Todo iba bien hasta que, en un mal paso, tropezó y cayó torpemente al suelo, dejando escapar un gemido de dolor mientras se sujetaba el tobillo.
—¡Ryujin! —exclamó Shuhua, corriendo hacia ella de inmediato. Se arrodilló a su lado, preocupada—. ¿Estás bien? ¿Qué pasó?
—¿Todo bien aquí? —preguntó el maestro encargado y luego se alarmó al ver a su alumna herida—. ¡¿Que pasó, señorita Shin?!
Ryujin hizo una mueca mientras intentaba moverse.
—Creo que me torcí el tobillo... me duele mucho.
De repente todos los demás alumnos empezaron a acercarse a la escena, pero el maestro terminó cancelando la práctica porque los demás no dejaban de querer ver que había pasado.
—Señorita Yeh, ¿puede encargarse de la señorita Shin? Yo necesito ir a ver a los demás alumnos que al parecer no quieren abandonar la cancha.
La nombrada asintió.
—No se preocupe, profesor.
—Bien —y entoces se dirigió a Shin por última vez—. Si es necesario, tómate un descanso para que descanses. Tu salud es primero —Ryujin asintió, y con eso el profesor se fue.
Shuhua frunció el ceño, mirando el tobillo hinchado de su amiga.
—Tenemos que llevarte a que te revisen. Voy a llamar a Chaeryeong, ¿de acuerdo?

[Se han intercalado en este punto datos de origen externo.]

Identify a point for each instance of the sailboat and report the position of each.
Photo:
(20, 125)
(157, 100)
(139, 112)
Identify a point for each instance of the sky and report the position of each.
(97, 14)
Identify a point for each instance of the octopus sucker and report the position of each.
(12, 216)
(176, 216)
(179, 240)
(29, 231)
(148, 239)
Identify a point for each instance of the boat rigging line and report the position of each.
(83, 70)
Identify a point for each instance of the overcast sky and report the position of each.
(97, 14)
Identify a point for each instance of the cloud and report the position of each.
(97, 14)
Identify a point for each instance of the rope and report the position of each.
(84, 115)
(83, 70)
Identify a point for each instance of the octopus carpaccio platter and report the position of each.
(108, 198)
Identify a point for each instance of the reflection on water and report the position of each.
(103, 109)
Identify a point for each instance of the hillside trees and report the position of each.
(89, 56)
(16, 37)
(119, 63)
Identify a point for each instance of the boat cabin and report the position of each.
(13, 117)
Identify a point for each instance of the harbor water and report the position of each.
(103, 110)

Ryujin asintió, tratando de aguantar el dolor. Shuhua sacó su teléfono y marcó rápidamente el número de Lee, pero tras unos cuantos tonos, la llamada fue directo al buzón de voz. Lo intentó una vez más, pero el resultado fue el mismo.
—No contesta —suspiró, mirando a Ryujin—. ¿Qué hacemos?
—Mmm... —respiró hondo, pensando rápidamente—. Usa mi teléfono. Busca en los contactos y llama a Yeji, ¿vale? Sé que ella vendrá.
Shuhua asintió y tomó el teléfono de Ryujin, deslizando la pantalla para desbloquearlo. Abrió la lista de contactos y comenzó a buscar el nombre de la chica, sin embargo no encontró nada bajo ese nombre.
—No veo a nadie llamado 'Yeji' en tu lista de contactos...
Ryujin dejó escapar una ligera carcajada a pesar del dolor.
—Ah, claro... búscala como 'Yeye'.
Shuhua levantó una ceja, divertida y curiosa.
—¿Yeye? —preguntó, riendo un poco—. ¿Por qué la tienes guardada así?
—Es un apodo —sonrió débilmente—. Desde que éramos niñas le empecé a decir así... es una historia larga. Pero ya, llámala, me estoy muriendo del dolor aquí.